Y yo también salí; aprobé, quiero decir, y había que elegir plaza para ir de profesor. Había hecho la mili en La Seo —ahora La Seu— y estuve a punto de pedir ese destino: me gustaba el paisaje, la montaña. Todo me atraía de aquel entorno. Y justo cuando la iba a pedir aparecieron por el tribunal mi hermano Miguel y Eduardo Valdivia, director del instituto de Teruel. Eduardo me ofreció la jefatura de estudios —eran cuatro pesetas más— y el encargo de cátedra de Latín para Juana, que había estudiado Letras. Con aquellas pocas perras añadidas pensábamos, ingenuos, que se podría sobrevivir.

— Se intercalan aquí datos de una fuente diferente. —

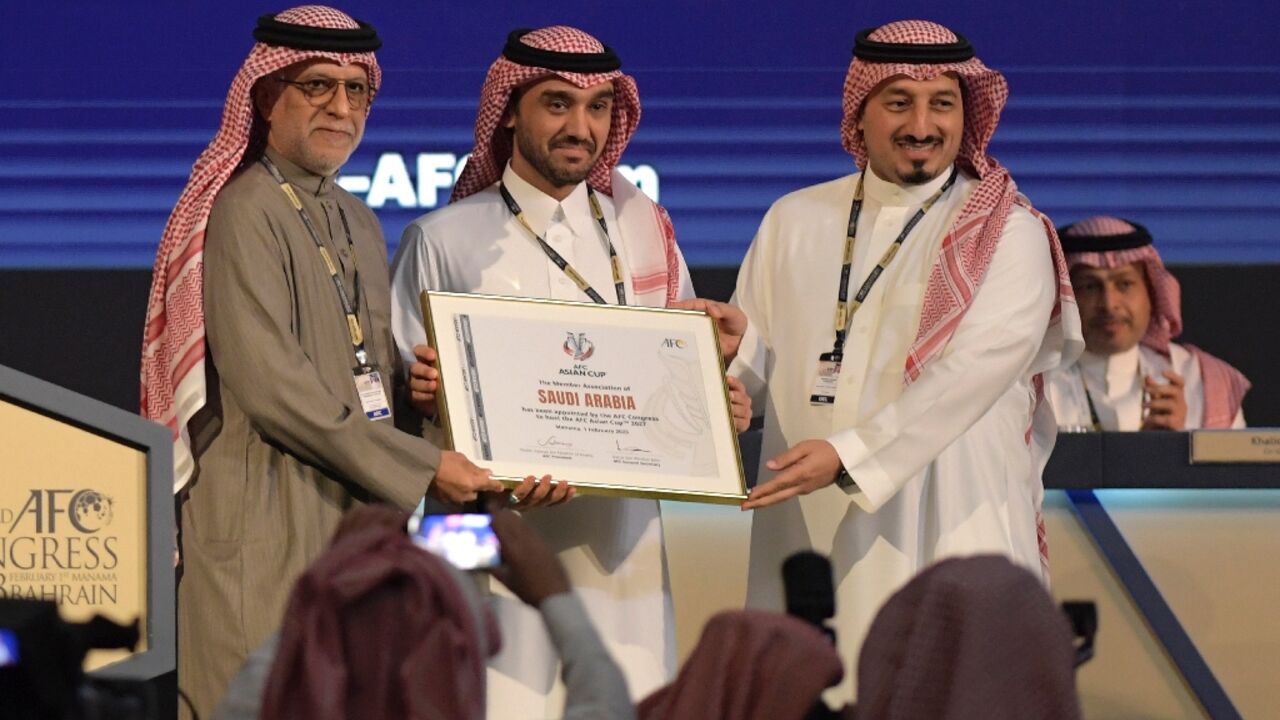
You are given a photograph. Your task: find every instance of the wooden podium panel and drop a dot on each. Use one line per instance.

Me ganaron por la cartera, abandoné la idea de Cataluña y me pasé al duro Teruel del Guadalaviar y del Alfambra, de los inviernos fríos y primaveras y otoños increíbles y sobre todo me premió el encuentro con unos alumnos y alumnas que alumbrarían de luz aquellos años de estancia en la pequeña ciudad. Si me hubiese decidido por La Seo no habría habido canción protesta baturra, no hubiese existido Andalán en todas las esquinas, ni mis alumnos, que valían un potosí, habrían puesto en pie todo lo que ellos sabían y todo lo que de nosotros aprendieron.
Como decía un prologuista mío en Tierra sin mar, a mediados de los sesenta Teruel era la ciudad más progre de España, lo que pasa es que España no se daba cuenta. Ni Teruel tampoco. Y en esa especie de paraíso terrenal caímos Juana y yo, recién casados.